現実7-2
私の頭が一瞬真っ白になる。前田春樹は今、なんと言った?
「晴美、の?」
私の驚いた言葉を受けると、彼は再び大きくため息をつき、首を横に振る。
「やはり、それさえも分かっていなかったんだね」
「だってあれは私の」
「晴美の、実家なんだよ」
私の言葉を遮って彼が断言する。
「そして、晴美には自分の家を放火するに足る、動機がある」
私は耳をふさぎ、首を何度も振る。頭が想定していなかった事実に、ぐらぐらと揺れる。聞いてはいけない。全てを聞いてしまえば、私は壊れてしまう。そんな、恐ろしい、けれども懐かしい恐怖に襲われる。
私が落ち着くまで、彼はそれ以上話を進めない。私は彼にお願いし、上半身を起こしてもらい、壁にもたれる格好になった。そして、聞くのは怖いけれど、聞かなければならない話を聞く心の準備をする。彼は、今日は帰ろうか、と提案したが、先延ばしにしてはいけないことだと、分かっている。彼は私の覚悟を感じてくれたのか、唇を結び、今度はしっかりと私の目を見る。
「前、ちょっと話したよね。晴美、昔いろいろあったって」
晴美から聞いた話と重なるように、彼は自分がカウンセリングをしていたことを話す。私は、彼女から聞いたその理由をはさむ。
「確か、晴美、登校拒否、してたんですよね」
「ああ、知っていたんだ」
「はい。それに、登校拒否、まだ治ってないって」
「……気づいていたよ」
寂しそうに彼は続ける。考えてみれば、彼はカウンセリングを専門に勉強をしているのだから、彼女が嘘を付いていることぐらいすぐに見抜けるのだろう。知っていながら、気が付いていない振りをしていたのだろう。
「元は友人の紹介だったんだけど、彼女がね、偶然、俺が院で勉強していたことを知っていたのか、声をかけてきてね」
彼の瞳が遠くを見る。それでも、彼女と一緒に居られたことを嬉しく思っているような、そんな遠い瞳だ。私は、晴美が部屋に来て一緒に眠ったことを思い出す。普通の様子ではなかった。私は彼女の温かさに優しさを見ていたが、それは寂しさや悲しさの裏返しだったのかもしれない。彼女は何度も謝っていた。弱くて、崩れてしまいそうで、それでも気丈に振舞って。そんな緊張の糸が切れてしまったときの姿を見せたくなかったから、私に助けを求めにきたのだろう。
「それで、何で登校拒否になったのか、それが晴美の心に根付いている問題なんだ」
彼の瞳が再び現実に戻る。
「晴美は嫌気がさしてしまったんだ。全てに、生きることに、学校に……家族に」
一つ一つの単語を噛みしめるように、彼は続ける。彼の話はとても難しく、一言一言、慎重に言葉を選んでいる。どうすれば、私が衝撃を受けないか。どうすれば、私が傷つかないか。どうすれば、晴美が傷つかないか。そんな配慮が随所に感じられる。
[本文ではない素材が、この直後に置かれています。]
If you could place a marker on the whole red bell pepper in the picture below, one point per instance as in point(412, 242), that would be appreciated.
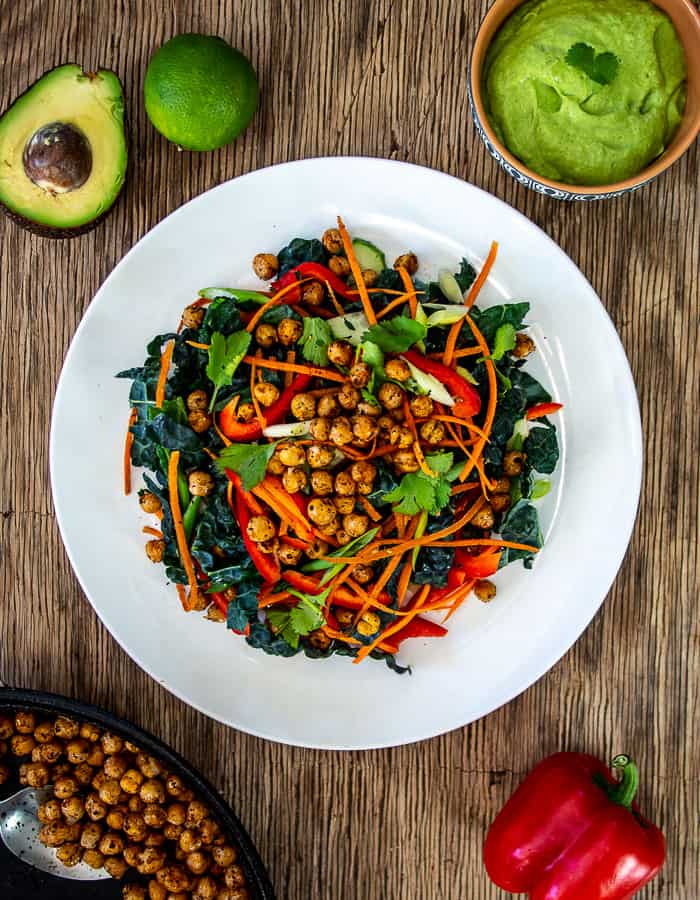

私は途中反論することなく、彼の話に頷く。その姿が彼にどう映っているのか分からない。けれども、私の中では全く違う意味があった。彼の話は難しいけれど、私からすると単純なことだ。彼の話は、そっくり私のことだ。晴美が、私にしてくれた話そのものだ。つまり、父に襲われたのは晴美。処女を失ったのは彼女。
「晴美には、悪かったと、思っている」
「どうして?」
「本当なの?」
「ああ」
父だと思っていた男との会話は、まさにその通りだ。その彼を殺したいほど憎んでいたのは、彼女だ。果たして、何度彼女に謝られただろう。考えてみると、彼女はとんでもない嘘をついたものだ。私の記憶がないことを利用して。
だとしたら、どうして彼女は最後に罪を被ったのか……そんな疑問は、頭の奥底に沈んでしまい、浮かんでこなかった。彼の言葉も、すでに頭まで届かない。何かをしゃべっているのは分かる。耳が聞いているのも分かる。けれど、ブレーカーが落ちてしまったように、私には何の情報も与えてくれない。ただ、うんと、体だけが反応し相槌を打つ。どれほどの時間が経ったのか分からない。彼が俯いて息を吐き出すのが見えた。それから席を立つと、私の頭に軽く手を乗せる。そして何かを呟き、部屋を後にする。
私の感情は死んでしまった。
予想したとおり、壊れてしまったのかもしれない。心の中心に、松田晴美という名を強く刻み付けて。